Unless otherwise stated below, profiles—data aggregated for a usage process—and information can be created and stored in a browser or on a device and then read for these purposes. The collected information includes, in particular, visited websites and elements used there as well as technical information, such as the browser used, the computer system used, and usage times. If users have consented to the collection of their location data to us or to the providers of the services we use, location data processing is also possible.

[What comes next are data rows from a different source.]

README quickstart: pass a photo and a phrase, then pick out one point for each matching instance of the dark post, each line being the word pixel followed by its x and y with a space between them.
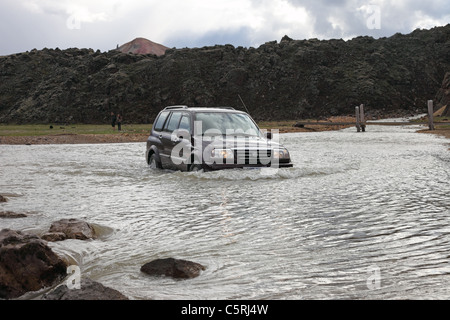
pixel 362 119
pixel 358 127
pixel 430 115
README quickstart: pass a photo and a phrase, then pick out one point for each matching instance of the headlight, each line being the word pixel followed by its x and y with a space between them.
pixel 281 154
pixel 222 154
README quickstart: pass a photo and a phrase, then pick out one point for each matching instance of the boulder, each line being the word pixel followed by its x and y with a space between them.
pixel 171 267
pixel 89 290
pixel 27 264
pixel 69 229
pixel 10 214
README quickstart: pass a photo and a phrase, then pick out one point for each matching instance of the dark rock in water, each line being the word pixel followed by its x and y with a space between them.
pixel 171 267
pixel 89 290
pixel 10 214
pixel 27 264
pixel 69 229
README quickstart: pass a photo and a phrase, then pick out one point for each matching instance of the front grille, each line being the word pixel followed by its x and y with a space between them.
pixel 255 157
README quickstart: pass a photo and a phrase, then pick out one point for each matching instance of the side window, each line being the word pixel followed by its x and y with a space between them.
pixel 173 122
pixel 160 121
pixel 185 123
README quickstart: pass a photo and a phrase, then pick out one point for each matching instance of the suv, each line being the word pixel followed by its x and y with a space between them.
pixel 192 139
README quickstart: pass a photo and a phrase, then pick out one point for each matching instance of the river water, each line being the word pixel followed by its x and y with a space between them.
pixel 360 216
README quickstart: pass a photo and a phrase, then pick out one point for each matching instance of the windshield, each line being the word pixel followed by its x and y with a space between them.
pixel 226 123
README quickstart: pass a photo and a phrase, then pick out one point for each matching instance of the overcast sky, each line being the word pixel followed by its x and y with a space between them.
pixel 103 24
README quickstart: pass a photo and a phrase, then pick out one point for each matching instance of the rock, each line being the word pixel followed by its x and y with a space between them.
pixel 90 290
pixel 443 96
pixel 10 214
pixel 171 267
pixel 69 229
pixel 27 264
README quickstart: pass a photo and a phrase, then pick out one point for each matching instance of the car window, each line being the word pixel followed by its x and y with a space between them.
pixel 173 122
pixel 185 123
pixel 225 122
pixel 160 121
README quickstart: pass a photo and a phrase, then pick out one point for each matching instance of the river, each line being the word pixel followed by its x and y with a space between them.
pixel 359 216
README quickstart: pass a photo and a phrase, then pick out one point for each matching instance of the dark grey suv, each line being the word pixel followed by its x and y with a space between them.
pixel 189 139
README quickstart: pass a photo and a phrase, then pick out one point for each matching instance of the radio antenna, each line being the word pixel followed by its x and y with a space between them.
pixel 243 104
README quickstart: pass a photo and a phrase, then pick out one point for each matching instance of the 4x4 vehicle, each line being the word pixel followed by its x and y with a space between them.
pixel 189 139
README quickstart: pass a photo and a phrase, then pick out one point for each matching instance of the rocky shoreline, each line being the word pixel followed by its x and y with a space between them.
pixel 29 266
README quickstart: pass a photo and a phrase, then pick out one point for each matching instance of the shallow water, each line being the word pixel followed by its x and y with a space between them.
pixel 360 216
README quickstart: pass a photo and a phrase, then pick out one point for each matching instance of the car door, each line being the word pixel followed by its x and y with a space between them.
pixel 168 140
pixel 181 151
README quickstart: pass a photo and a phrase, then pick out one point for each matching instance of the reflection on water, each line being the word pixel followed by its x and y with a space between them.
pixel 360 216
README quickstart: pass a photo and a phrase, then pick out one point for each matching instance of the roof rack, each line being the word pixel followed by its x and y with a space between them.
pixel 176 107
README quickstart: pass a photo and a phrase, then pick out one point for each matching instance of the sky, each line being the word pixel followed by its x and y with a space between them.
pixel 103 24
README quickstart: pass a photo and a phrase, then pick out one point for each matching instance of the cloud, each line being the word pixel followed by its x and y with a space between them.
pixel 102 24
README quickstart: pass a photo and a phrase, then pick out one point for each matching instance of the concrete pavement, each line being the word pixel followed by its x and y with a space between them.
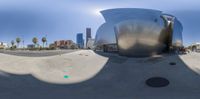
pixel 98 76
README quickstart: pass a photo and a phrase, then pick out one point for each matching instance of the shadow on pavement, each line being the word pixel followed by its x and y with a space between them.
pixel 121 78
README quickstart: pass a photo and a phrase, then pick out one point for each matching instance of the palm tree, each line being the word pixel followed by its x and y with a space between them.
pixel 44 39
pixel 35 40
pixel 12 43
pixel 18 40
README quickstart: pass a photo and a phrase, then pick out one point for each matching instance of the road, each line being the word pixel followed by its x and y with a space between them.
pixel 41 53
pixel 88 75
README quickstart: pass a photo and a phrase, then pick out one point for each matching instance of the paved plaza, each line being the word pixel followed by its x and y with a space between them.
pixel 85 74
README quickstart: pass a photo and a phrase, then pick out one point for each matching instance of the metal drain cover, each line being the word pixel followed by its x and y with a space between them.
pixel 172 63
pixel 157 82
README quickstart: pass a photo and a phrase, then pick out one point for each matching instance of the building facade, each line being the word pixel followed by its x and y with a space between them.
pixel 90 44
pixel 80 40
pixel 138 32
pixel 3 45
pixel 195 47
pixel 88 35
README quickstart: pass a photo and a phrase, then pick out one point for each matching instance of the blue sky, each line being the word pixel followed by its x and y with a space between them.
pixel 63 19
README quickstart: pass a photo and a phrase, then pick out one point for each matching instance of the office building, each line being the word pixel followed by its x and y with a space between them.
pixel 139 32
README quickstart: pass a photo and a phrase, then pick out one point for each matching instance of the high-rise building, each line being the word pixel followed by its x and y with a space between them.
pixel 80 40
pixel 88 34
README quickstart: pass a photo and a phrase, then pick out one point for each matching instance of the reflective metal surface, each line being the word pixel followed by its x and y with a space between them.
pixel 139 38
pixel 139 32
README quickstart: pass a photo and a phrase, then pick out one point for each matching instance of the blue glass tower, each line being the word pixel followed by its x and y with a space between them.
pixel 80 40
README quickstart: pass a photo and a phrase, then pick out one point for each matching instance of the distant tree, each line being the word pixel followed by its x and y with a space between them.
pixel 44 39
pixel 35 40
pixel 18 40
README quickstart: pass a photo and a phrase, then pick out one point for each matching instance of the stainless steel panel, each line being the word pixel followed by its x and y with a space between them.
pixel 139 32
pixel 105 34
pixel 139 38
pixel 177 34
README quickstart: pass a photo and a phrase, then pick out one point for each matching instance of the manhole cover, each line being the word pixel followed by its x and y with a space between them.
pixel 157 82
pixel 172 63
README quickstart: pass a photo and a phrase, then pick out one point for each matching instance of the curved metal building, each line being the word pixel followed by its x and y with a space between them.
pixel 138 32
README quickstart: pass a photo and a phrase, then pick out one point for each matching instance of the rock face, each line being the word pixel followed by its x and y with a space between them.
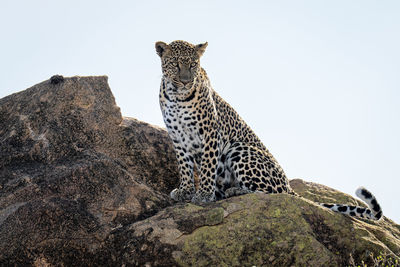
pixel 82 186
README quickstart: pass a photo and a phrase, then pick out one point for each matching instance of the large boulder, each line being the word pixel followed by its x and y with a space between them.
pixel 80 185
pixel 72 169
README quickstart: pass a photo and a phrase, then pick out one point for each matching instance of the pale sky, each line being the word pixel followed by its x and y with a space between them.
pixel 318 81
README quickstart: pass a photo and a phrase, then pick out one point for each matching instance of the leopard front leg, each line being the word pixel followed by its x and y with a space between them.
pixel 186 188
pixel 208 167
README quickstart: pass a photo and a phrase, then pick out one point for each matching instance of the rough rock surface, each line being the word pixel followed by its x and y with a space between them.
pixel 82 186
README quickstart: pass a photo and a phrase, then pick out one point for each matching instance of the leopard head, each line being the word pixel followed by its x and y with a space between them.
pixel 180 61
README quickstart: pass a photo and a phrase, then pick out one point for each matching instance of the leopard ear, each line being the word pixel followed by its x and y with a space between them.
pixel 161 48
pixel 200 48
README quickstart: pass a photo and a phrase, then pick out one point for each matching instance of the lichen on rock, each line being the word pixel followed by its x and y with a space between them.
pixel 81 185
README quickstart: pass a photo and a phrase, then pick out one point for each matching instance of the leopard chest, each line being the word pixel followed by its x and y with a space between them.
pixel 183 126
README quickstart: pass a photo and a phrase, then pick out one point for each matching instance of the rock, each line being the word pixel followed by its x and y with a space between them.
pixel 72 169
pixel 82 186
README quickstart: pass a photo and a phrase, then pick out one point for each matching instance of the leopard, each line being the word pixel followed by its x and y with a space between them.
pixel 213 141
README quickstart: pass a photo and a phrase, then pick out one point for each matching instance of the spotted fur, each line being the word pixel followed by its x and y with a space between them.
pixel 210 136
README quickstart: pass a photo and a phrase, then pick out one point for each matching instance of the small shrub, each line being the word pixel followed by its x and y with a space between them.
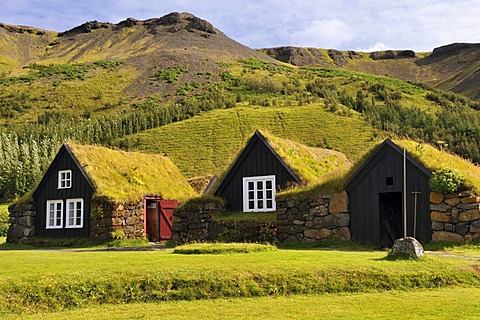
pixel 222 248
pixel 117 234
pixel 445 181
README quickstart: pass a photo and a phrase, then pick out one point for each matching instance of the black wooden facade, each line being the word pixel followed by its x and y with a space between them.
pixel 48 190
pixel 376 198
pixel 258 158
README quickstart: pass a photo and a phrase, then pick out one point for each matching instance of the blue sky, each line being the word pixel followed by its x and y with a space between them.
pixel 364 25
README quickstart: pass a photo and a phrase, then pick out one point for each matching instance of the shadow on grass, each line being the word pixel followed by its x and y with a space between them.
pixel 80 244
pixel 328 245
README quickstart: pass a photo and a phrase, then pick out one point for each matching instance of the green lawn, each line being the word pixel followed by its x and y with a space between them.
pixel 452 303
pixel 43 281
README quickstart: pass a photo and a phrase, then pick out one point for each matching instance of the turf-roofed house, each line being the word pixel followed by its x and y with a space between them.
pixel 387 181
pixel 95 192
pixel 253 187
pixel 268 164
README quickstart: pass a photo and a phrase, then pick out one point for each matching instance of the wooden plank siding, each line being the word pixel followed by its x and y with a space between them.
pixel 48 190
pixel 257 159
pixel 370 180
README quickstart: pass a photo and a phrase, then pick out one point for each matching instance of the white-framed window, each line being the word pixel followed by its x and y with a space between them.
pixel 64 179
pixel 74 213
pixel 54 214
pixel 259 194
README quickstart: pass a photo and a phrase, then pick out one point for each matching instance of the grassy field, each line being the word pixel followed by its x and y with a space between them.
pixel 425 304
pixel 44 281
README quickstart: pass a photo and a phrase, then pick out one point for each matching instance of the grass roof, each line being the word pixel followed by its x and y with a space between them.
pixel 434 159
pixel 312 165
pixel 124 175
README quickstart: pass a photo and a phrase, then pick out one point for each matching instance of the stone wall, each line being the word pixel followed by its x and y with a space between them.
pixel 109 220
pixel 22 222
pixel 455 217
pixel 315 218
pixel 117 220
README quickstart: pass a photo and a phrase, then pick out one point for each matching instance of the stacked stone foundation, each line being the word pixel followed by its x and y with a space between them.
pixel 455 217
pixel 117 220
pixel 22 222
pixel 313 219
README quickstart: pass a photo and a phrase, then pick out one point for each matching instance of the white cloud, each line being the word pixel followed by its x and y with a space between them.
pixel 376 47
pixel 329 33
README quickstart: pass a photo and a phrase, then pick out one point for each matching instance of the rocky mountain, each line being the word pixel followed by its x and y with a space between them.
pixel 183 39
pixel 452 67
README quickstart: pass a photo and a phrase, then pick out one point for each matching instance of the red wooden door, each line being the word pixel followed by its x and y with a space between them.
pixel 166 212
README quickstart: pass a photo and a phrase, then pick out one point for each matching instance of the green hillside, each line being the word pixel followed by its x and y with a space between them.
pixel 178 85
pixel 208 143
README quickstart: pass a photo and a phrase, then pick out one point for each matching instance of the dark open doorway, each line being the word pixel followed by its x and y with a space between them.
pixel 390 212
pixel 158 218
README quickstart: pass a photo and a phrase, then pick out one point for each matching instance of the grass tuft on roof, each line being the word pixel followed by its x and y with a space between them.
pixel 434 159
pixel 121 175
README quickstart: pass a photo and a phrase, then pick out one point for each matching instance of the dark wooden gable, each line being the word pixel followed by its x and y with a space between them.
pixel 381 177
pixel 258 158
pixel 82 187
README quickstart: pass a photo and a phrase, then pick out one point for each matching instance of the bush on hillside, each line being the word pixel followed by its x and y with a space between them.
pixel 445 181
pixel 3 222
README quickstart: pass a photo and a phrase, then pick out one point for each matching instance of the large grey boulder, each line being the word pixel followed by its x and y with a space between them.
pixel 408 246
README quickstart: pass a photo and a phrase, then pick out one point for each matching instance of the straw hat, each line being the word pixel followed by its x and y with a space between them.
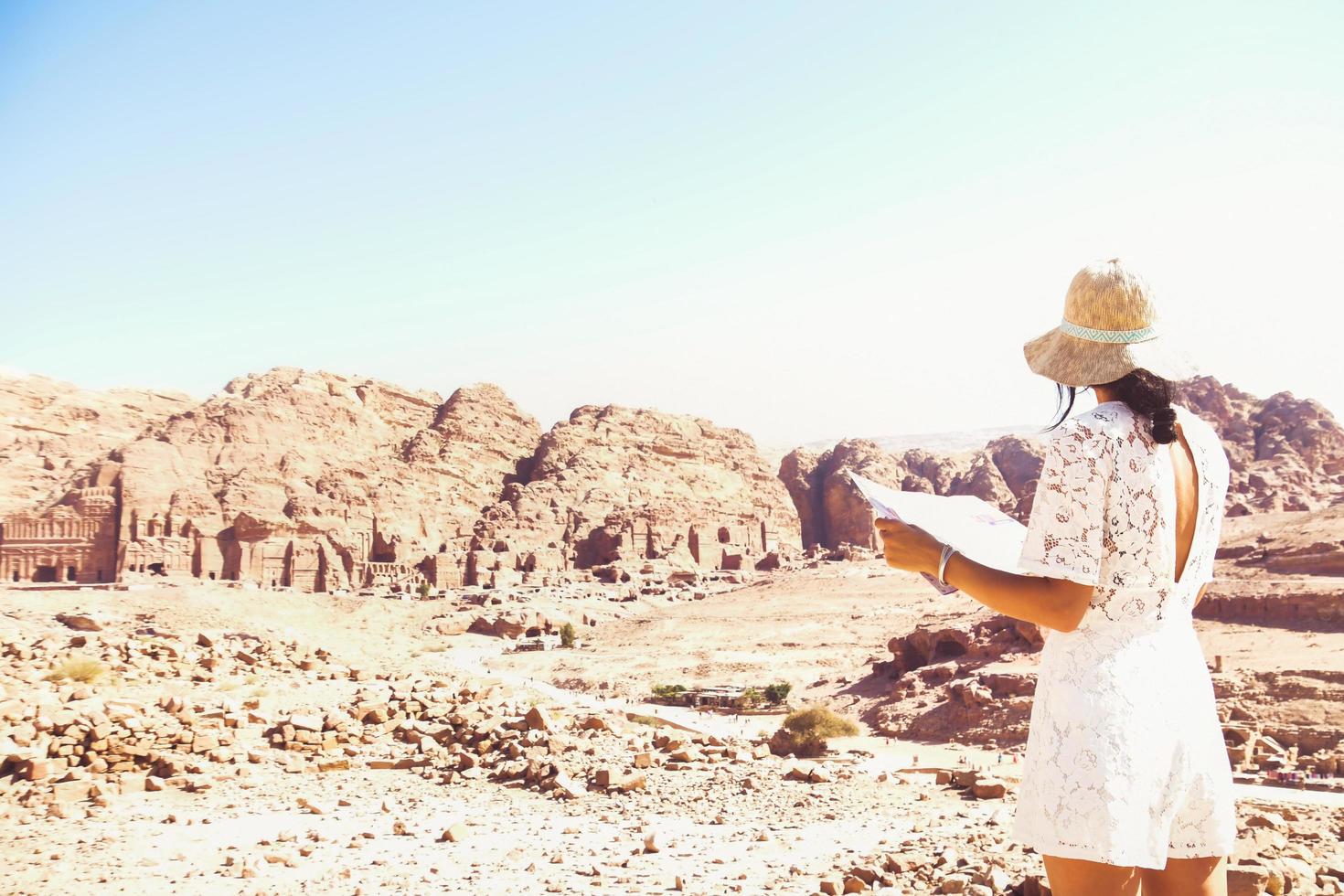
pixel 1109 329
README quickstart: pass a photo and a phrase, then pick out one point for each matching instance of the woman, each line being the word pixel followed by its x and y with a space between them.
pixel 1126 781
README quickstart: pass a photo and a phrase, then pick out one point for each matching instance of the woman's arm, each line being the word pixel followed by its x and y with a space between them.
pixel 1055 603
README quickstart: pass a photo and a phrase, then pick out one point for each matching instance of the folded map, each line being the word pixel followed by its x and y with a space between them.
pixel 977 529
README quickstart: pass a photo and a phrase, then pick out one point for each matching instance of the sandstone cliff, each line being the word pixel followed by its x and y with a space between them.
pixel 1285 454
pixel 320 481
pixel 50 432
pixel 832 511
pixel 617 484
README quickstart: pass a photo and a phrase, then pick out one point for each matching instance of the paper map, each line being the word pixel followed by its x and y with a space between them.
pixel 977 529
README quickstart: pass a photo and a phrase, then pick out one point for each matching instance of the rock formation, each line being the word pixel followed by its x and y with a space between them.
pixel 51 430
pixel 1286 453
pixel 834 513
pixel 615 485
pixel 320 481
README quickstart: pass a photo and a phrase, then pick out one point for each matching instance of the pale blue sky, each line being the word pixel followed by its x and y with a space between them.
pixel 803 219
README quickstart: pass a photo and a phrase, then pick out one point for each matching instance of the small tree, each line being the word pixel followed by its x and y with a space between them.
pixel 805 731
pixel 668 692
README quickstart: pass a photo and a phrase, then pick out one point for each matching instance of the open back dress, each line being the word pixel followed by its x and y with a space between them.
pixel 1125 758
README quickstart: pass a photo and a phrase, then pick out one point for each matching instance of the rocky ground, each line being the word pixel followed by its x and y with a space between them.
pixel 273 741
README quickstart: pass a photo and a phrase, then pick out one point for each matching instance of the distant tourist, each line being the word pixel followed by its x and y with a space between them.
pixel 1120 549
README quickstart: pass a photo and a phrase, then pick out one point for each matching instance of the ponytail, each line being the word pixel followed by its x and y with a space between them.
pixel 1146 394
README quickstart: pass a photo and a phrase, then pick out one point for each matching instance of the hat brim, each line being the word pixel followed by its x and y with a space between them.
pixel 1078 361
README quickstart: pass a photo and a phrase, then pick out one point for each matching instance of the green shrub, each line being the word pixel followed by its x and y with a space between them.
pixel 646 720
pixel 818 721
pixel 668 692
pixel 78 669
pixel 805 731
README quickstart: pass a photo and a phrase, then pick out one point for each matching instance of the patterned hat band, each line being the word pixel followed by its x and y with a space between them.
pixel 1093 335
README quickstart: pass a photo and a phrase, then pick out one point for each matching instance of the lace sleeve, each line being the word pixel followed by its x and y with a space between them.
pixel 1069 511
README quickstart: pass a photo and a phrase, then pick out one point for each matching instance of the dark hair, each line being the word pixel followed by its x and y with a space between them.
pixel 1146 394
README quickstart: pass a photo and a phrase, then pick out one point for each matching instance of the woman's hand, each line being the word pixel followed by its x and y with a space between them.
pixel 909 547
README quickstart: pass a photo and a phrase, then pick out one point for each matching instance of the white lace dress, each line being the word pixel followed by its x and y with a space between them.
pixel 1125 761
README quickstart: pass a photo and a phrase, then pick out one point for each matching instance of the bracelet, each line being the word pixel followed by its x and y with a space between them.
pixel 943 563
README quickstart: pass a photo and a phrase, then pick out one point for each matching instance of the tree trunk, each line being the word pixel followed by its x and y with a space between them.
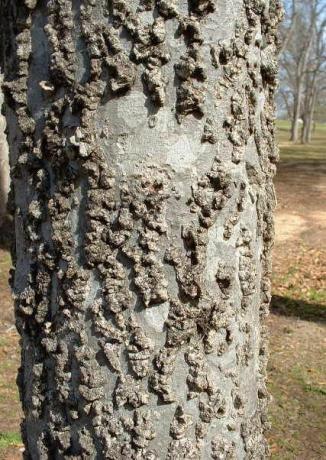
pixel 4 165
pixel 309 114
pixel 142 150
pixel 297 110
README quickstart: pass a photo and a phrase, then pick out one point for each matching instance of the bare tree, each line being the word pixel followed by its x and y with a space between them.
pixel 302 63
pixel 142 147
pixel 315 76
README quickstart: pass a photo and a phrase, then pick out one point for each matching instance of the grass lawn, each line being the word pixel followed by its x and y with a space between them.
pixel 314 152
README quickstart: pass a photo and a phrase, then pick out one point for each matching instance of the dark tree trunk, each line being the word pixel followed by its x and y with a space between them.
pixel 142 148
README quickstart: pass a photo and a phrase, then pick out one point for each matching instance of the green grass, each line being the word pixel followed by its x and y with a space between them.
pixel 10 439
pixel 314 152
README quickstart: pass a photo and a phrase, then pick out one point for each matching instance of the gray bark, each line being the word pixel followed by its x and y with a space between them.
pixel 142 150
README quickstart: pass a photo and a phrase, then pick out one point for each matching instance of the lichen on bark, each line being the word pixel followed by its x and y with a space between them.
pixel 142 157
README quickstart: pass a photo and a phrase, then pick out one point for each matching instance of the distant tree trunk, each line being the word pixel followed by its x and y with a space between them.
pixel 4 165
pixel 297 105
pixel 308 119
pixel 142 149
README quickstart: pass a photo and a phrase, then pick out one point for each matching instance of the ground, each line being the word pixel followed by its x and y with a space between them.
pixel 297 367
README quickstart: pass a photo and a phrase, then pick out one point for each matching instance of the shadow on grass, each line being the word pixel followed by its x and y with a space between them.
pixel 6 233
pixel 298 309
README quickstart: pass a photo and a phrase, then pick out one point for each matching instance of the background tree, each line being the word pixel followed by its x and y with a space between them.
pixel 142 148
pixel 303 63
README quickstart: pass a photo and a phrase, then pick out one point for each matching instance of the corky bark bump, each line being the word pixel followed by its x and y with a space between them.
pixel 142 157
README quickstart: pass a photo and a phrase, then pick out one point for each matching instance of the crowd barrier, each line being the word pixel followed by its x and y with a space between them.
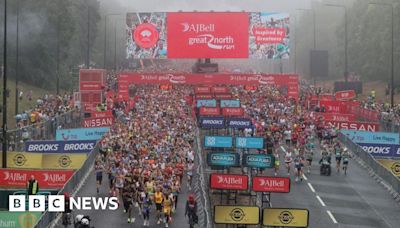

Furthermore, users' IP addresses are stored. However, we use an IP masking procedure (i.e., pseudonymization by truncating the IP address) to protect users. In general, no clear data of users (such as email addresses or names) are stored during web analytics, A/B testing, and optimization, but pseudonyms are used. This means that neither we nor the providers of the used software know the actual identity of the users, only the information stored in their profiles for the purposes of the respective procedures.

Notes on Legal Bases: If we request users' consent for the use of third-party providers, the legal basis for data processing is consent. Otherwise, user data is processed based on our legitimate interests (i.e., interest in efficient, economic, and user-friendly services). In this context, we also refer you to the information on the use of cookies in this privacy policy.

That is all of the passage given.